Many problems in mathematics and its multifarious applications lead to strikingly similar - universal - questions pertaining to random structures. The geometry of random structures is often fractal. Such structures occur particularly in statistical and quantum field theory, with magnetisation and quantum gravity as examples.
The Centre of Excellence in Randomness and Structures investigates such phenomena. The Centre’s specific goal is to understand the analytical and geometric characteristics of random structures. As this research requires expertise in a number of mathematical fields, the Centre of Excellence will bring together a new generation of leading mathematicians to solve these problems.

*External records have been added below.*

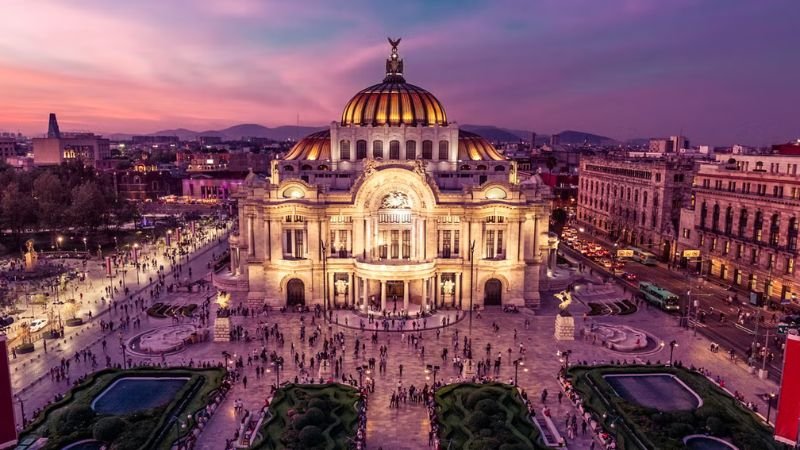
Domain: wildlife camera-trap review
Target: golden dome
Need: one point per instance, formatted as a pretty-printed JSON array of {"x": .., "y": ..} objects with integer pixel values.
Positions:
[
  {"x": 473, "y": 147},
  {"x": 314, "y": 147},
  {"x": 394, "y": 102}
]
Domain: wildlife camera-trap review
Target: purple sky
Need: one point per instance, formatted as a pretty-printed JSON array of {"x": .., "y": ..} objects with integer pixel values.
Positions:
[{"x": 721, "y": 72}]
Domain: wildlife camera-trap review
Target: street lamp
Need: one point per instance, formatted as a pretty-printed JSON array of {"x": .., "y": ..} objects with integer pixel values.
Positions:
[
  {"x": 564, "y": 357},
  {"x": 324, "y": 280},
  {"x": 517, "y": 362},
  {"x": 672, "y": 344},
  {"x": 770, "y": 398},
  {"x": 471, "y": 285},
  {"x": 430, "y": 368}
]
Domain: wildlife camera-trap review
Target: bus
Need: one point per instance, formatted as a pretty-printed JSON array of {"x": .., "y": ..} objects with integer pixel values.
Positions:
[
  {"x": 658, "y": 296},
  {"x": 643, "y": 257}
]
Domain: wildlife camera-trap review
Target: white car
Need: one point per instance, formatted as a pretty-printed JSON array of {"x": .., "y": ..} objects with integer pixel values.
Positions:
[{"x": 38, "y": 325}]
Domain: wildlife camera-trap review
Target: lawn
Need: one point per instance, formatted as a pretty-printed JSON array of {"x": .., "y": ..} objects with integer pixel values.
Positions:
[
  {"x": 636, "y": 426},
  {"x": 484, "y": 416},
  {"x": 310, "y": 417},
  {"x": 73, "y": 419}
]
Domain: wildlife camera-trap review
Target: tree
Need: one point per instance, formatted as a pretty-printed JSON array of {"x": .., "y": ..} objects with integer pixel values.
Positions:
[
  {"x": 51, "y": 201},
  {"x": 88, "y": 205},
  {"x": 17, "y": 209}
]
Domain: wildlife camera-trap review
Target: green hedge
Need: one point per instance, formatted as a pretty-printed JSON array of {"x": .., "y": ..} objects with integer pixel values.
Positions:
[
  {"x": 484, "y": 416},
  {"x": 310, "y": 417},
  {"x": 72, "y": 419},
  {"x": 720, "y": 415}
]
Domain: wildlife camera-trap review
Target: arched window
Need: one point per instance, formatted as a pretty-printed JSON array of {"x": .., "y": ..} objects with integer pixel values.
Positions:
[
  {"x": 427, "y": 149},
  {"x": 758, "y": 224},
  {"x": 774, "y": 229},
  {"x": 444, "y": 150},
  {"x": 729, "y": 220},
  {"x": 715, "y": 218},
  {"x": 344, "y": 149},
  {"x": 411, "y": 149},
  {"x": 742, "y": 222},
  {"x": 361, "y": 149},
  {"x": 791, "y": 240},
  {"x": 394, "y": 149},
  {"x": 703, "y": 214}
]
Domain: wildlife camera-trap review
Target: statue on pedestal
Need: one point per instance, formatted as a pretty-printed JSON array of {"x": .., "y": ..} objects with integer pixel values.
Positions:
[{"x": 31, "y": 257}]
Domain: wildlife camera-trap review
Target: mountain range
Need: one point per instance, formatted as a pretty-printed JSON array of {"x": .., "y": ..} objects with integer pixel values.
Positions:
[{"x": 292, "y": 132}]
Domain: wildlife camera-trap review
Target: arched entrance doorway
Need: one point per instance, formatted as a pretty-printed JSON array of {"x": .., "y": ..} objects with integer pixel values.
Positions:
[
  {"x": 493, "y": 293},
  {"x": 295, "y": 293}
]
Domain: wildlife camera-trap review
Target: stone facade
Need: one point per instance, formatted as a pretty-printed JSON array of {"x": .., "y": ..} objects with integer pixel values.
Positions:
[
  {"x": 352, "y": 216},
  {"x": 744, "y": 221},
  {"x": 634, "y": 201}
]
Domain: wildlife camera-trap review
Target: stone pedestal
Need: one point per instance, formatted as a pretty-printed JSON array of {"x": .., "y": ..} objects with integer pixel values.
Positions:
[
  {"x": 565, "y": 328},
  {"x": 469, "y": 369},
  {"x": 222, "y": 329}
]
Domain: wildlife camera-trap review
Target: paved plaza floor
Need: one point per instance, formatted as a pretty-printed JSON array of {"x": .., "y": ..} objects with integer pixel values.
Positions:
[{"x": 406, "y": 427}]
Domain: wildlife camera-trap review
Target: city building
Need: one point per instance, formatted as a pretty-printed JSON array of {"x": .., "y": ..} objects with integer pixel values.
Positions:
[
  {"x": 60, "y": 147},
  {"x": 635, "y": 201},
  {"x": 8, "y": 147},
  {"x": 393, "y": 208},
  {"x": 742, "y": 225}
]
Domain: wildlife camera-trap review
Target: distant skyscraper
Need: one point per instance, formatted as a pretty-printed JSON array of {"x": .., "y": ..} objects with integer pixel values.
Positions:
[{"x": 52, "y": 128}]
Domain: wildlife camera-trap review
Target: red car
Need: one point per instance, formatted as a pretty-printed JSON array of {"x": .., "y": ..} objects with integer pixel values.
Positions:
[{"x": 629, "y": 276}]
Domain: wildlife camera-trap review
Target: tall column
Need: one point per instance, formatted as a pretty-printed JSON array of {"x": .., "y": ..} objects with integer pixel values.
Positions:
[
  {"x": 405, "y": 295},
  {"x": 414, "y": 237},
  {"x": 365, "y": 294},
  {"x": 383, "y": 295},
  {"x": 356, "y": 291},
  {"x": 424, "y": 294},
  {"x": 457, "y": 289},
  {"x": 351, "y": 298}
]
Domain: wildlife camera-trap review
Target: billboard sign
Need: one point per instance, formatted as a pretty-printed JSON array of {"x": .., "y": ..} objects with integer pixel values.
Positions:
[
  {"x": 787, "y": 421},
  {"x": 8, "y": 430}
]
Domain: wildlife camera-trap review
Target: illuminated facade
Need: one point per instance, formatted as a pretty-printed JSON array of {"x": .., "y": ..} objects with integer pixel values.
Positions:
[{"x": 384, "y": 209}]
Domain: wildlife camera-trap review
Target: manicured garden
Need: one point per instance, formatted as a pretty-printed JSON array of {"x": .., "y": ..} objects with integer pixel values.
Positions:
[
  {"x": 637, "y": 426},
  {"x": 484, "y": 416},
  {"x": 164, "y": 310},
  {"x": 310, "y": 417},
  {"x": 74, "y": 418}
]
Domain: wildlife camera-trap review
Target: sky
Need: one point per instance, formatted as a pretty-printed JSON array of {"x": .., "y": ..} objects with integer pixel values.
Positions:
[{"x": 718, "y": 71}]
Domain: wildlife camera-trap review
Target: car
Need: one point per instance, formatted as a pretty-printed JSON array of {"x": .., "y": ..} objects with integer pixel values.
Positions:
[
  {"x": 629, "y": 276},
  {"x": 37, "y": 325}
]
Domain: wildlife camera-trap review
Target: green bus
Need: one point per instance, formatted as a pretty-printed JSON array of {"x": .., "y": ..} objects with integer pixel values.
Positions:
[
  {"x": 643, "y": 257},
  {"x": 658, "y": 296}
]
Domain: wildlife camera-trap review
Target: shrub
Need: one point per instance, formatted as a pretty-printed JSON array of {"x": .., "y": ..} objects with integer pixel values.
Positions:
[
  {"x": 678, "y": 430},
  {"x": 488, "y": 406},
  {"x": 716, "y": 426},
  {"x": 108, "y": 428},
  {"x": 311, "y": 417},
  {"x": 311, "y": 436},
  {"x": 478, "y": 420},
  {"x": 73, "y": 418}
]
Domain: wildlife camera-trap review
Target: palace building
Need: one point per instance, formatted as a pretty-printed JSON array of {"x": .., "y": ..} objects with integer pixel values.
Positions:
[{"x": 392, "y": 208}]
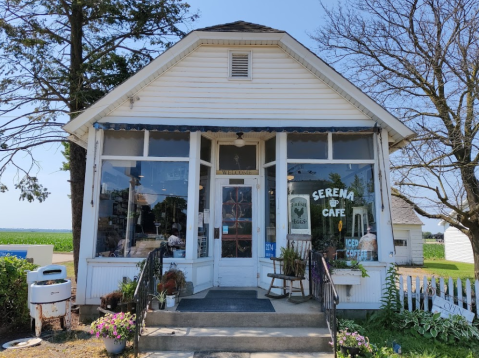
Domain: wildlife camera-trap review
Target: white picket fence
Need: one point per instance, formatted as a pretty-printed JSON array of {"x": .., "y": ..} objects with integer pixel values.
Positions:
[{"x": 417, "y": 293}]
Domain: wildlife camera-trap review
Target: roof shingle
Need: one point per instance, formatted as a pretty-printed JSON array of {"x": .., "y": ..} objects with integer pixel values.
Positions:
[{"x": 240, "y": 26}]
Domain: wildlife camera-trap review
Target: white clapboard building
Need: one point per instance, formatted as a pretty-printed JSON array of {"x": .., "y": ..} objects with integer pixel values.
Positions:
[{"x": 230, "y": 140}]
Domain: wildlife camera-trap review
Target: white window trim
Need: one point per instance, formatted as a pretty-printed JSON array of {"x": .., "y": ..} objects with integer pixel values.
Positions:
[{"x": 250, "y": 67}]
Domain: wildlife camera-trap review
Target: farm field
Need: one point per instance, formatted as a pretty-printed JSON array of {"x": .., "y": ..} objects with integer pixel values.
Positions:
[{"x": 62, "y": 242}]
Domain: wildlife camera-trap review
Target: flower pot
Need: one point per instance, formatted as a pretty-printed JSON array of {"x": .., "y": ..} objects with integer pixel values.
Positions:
[
  {"x": 353, "y": 351},
  {"x": 114, "y": 346},
  {"x": 170, "y": 300}
]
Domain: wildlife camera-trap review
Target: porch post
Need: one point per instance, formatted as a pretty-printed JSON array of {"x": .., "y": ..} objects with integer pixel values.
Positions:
[
  {"x": 281, "y": 192},
  {"x": 193, "y": 197}
]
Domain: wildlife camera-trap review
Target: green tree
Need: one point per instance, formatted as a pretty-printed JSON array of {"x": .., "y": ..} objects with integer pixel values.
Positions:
[
  {"x": 57, "y": 57},
  {"x": 420, "y": 59}
]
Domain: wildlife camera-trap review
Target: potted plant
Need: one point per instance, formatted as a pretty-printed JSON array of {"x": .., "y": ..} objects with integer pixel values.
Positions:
[
  {"x": 158, "y": 301},
  {"x": 352, "y": 343},
  {"x": 115, "y": 330},
  {"x": 293, "y": 265}
]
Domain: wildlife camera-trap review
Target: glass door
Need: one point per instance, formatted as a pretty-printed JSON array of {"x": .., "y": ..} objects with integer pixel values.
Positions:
[{"x": 236, "y": 224}]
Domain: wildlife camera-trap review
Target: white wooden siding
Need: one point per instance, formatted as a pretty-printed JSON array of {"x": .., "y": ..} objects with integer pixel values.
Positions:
[
  {"x": 198, "y": 87},
  {"x": 457, "y": 246},
  {"x": 414, "y": 232}
]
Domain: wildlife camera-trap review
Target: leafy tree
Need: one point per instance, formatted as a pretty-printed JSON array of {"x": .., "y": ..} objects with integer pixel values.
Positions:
[
  {"x": 420, "y": 59},
  {"x": 57, "y": 57}
]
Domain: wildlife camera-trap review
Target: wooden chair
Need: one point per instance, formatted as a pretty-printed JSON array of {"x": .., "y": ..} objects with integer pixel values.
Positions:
[{"x": 302, "y": 245}]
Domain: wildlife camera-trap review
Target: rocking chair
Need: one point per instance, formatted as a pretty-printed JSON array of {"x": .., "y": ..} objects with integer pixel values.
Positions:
[{"x": 302, "y": 245}]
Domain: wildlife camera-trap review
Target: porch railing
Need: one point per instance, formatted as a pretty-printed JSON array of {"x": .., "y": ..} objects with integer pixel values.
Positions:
[
  {"x": 146, "y": 288},
  {"x": 323, "y": 290}
]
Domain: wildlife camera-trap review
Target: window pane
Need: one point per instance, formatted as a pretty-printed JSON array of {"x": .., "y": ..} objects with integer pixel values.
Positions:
[
  {"x": 308, "y": 146},
  {"x": 353, "y": 146},
  {"x": 205, "y": 152},
  {"x": 335, "y": 204},
  {"x": 141, "y": 205},
  {"x": 270, "y": 211},
  {"x": 234, "y": 158},
  {"x": 167, "y": 144},
  {"x": 123, "y": 143},
  {"x": 270, "y": 150},
  {"x": 203, "y": 210}
]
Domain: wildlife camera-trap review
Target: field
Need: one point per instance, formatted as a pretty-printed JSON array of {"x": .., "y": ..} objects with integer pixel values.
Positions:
[{"x": 62, "y": 242}]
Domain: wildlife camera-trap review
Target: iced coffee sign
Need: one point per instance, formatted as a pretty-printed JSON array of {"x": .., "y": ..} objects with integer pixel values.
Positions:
[{"x": 332, "y": 196}]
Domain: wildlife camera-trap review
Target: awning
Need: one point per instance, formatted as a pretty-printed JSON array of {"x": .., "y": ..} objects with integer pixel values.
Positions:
[{"x": 189, "y": 128}]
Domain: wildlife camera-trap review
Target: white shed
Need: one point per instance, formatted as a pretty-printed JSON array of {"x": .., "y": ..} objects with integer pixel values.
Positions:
[{"x": 407, "y": 233}]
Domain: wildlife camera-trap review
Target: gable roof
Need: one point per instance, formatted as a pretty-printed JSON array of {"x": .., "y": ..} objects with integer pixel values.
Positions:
[
  {"x": 239, "y": 26},
  {"x": 403, "y": 213},
  {"x": 239, "y": 33}
]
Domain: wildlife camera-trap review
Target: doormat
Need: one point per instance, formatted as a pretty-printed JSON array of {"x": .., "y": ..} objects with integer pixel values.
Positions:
[
  {"x": 232, "y": 294},
  {"x": 225, "y": 305}
]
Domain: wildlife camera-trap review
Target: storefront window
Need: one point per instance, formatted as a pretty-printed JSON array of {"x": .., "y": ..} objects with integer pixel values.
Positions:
[
  {"x": 204, "y": 211},
  {"x": 335, "y": 204},
  {"x": 141, "y": 204},
  {"x": 270, "y": 211}
]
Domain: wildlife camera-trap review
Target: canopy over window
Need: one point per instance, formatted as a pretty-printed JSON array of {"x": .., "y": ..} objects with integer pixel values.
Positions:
[{"x": 188, "y": 128}]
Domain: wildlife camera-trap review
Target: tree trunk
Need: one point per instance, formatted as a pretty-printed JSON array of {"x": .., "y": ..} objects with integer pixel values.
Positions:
[
  {"x": 77, "y": 153},
  {"x": 77, "y": 185}
]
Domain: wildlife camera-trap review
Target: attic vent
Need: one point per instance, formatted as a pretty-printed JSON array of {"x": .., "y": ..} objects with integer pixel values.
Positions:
[{"x": 240, "y": 65}]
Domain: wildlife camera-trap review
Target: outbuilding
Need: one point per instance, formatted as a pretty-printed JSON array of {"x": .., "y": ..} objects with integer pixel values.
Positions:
[{"x": 224, "y": 144}]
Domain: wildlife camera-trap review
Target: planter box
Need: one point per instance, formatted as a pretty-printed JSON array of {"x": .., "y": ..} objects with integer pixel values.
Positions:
[{"x": 346, "y": 277}]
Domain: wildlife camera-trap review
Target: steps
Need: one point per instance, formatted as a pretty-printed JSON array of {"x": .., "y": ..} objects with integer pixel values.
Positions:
[{"x": 235, "y": 332}]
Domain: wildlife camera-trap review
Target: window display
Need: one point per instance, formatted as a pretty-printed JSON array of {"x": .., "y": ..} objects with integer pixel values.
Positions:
[
  {"x": 141, "y": 205},
  {"x": 335, "y": 203}
]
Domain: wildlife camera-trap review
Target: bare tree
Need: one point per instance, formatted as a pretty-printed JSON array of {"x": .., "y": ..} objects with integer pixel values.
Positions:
[
  {"x": 420, "y": 59},
  {"x": 57, "y": 57}
]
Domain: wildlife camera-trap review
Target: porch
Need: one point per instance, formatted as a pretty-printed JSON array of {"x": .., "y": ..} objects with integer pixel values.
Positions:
[{"x": 290, "y": 328}]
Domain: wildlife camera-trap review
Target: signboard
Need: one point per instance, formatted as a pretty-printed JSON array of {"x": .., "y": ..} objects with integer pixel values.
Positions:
[
  {"x": 447, "y": 309},
  {"x": 299, "y": 214},
  {"x": 21, "y": 254}
]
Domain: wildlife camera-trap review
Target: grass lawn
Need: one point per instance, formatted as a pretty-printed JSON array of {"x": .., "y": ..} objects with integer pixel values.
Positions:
[{"x": 446, "y": 269}]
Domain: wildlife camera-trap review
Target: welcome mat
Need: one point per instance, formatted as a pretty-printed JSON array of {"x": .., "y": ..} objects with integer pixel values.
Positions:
[{"x": 226, "y": 301}]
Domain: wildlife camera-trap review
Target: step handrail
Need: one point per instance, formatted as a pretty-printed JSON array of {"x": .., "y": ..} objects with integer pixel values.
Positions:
[
  {"x": 146, "y": 288},
  {"x": 323, "y": 290}
]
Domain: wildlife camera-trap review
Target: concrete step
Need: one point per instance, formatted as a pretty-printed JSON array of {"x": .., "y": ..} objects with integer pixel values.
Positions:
[
  {"x": 177, "y": 354},
  {"x": 228, "y": 319},
  {"x": 235, "y": 339}
]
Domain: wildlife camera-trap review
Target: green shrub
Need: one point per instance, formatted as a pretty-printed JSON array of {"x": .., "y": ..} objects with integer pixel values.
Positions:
[
  {"x": 14, "y": 310},
  {"x": 433, "y": 251}
]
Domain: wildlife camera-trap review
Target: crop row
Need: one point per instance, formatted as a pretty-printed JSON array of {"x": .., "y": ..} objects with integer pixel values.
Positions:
[{"x": 62, "y": 242}]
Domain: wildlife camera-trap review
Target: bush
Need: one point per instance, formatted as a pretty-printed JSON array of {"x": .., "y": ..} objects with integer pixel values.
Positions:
[
  {"x": 14, "y": 311},
  {"x": 433, "y": 251}
]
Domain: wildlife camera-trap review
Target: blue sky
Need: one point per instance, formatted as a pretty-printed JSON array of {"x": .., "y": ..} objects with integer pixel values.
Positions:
[{"x": 298, "y": 18}]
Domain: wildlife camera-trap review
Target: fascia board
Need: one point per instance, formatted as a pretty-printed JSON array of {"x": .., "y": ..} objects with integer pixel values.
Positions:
[
  {"x": 132, "y": 85},
  {"x": 348, "y": 90}
]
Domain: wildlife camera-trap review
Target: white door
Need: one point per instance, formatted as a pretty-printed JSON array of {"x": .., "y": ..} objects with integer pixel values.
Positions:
[
  {"x": 402, "y": 245},
  {"x": 236, "y": 227}
]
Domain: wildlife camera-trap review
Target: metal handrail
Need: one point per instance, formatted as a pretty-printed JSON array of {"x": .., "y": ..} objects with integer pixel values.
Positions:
[
  {"x": 146, "y": 288},
  {"x": 323, "y": 290}
]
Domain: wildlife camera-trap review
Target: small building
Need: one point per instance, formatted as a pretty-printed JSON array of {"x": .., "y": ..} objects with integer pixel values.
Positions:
[
  {"x": 407, "y": 233},
  {"x": 231, "y": 139}
]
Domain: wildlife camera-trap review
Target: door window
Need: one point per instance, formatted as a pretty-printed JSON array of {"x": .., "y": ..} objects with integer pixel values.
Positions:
[{"x": 236, "y": 238}]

Random structures also make an unexpected appearance in number theory, including the structure of the sequence of prime numbers. As the noted mathematician Paul Erdős stated: "God may not play dice with the universe, but something strange is going on with the prime numbers." Among other things, the Centre of Excellence explores the random nature of multiplicative functions and the Riemann zeta function.
The Centre will also develop new analytical and geometric methods aimed at understanding, for example, how macroscopic laws of nature follow from microscopic ones. Prospective applications of fundamental importance are in atmospheric (e.g. aerosol particle condensation) and lithosphere (e.g. water percolation in rocks) physics.
The Centre of Excellence also conducts research aimed directly at producing applications by developing high-dimensional statistics as well as randomised algorithms and their geometric understanding for the purposes of computational applications and machine learning.
The Centre of Excellence in Randomness and Structures is headed by Professor Eero Saksman. In addition to the University of Helsinki, the research groups comprising the Centre of Excellence are active at Aalto University, the University of Jyväskylä and the University of Turku.
Our research

In recent years, the probabilistic point of view has become increasingly important in a wide range of important problems in pure and applied quantitative sciences. A notable example of this is random geometry, which studies random geometrical objects that arise in classical and quantum statistical physics. Our teams have been at the forefront of mathematical developments in random geometry, which have made Finland a major international center in this new vibrant field. In FiRST, we will continue our groundbreaking work in analytic number theory on the probabilistic nature of arithmetic functions, and will bring therein the latest advances in geometric and harmonic analysis. Finally, homogenization and general multiscale stochastic analysis are ubiquitous tools in mathematical statistical physics, and their development is one of our primary interests.

An essential part of the CoE research is applications of cutting-edge mathematics in physical sciences as well as to statistics. Particular goals of the CoE include mathematical modelling of rock structures in view of applications to geothermal energy and improvement of the predictive accuracy of coagulation-fragmentation models in our pioneering work on "atmospheric mathematics", as well as development of stochastic algorithms applied in machine learning.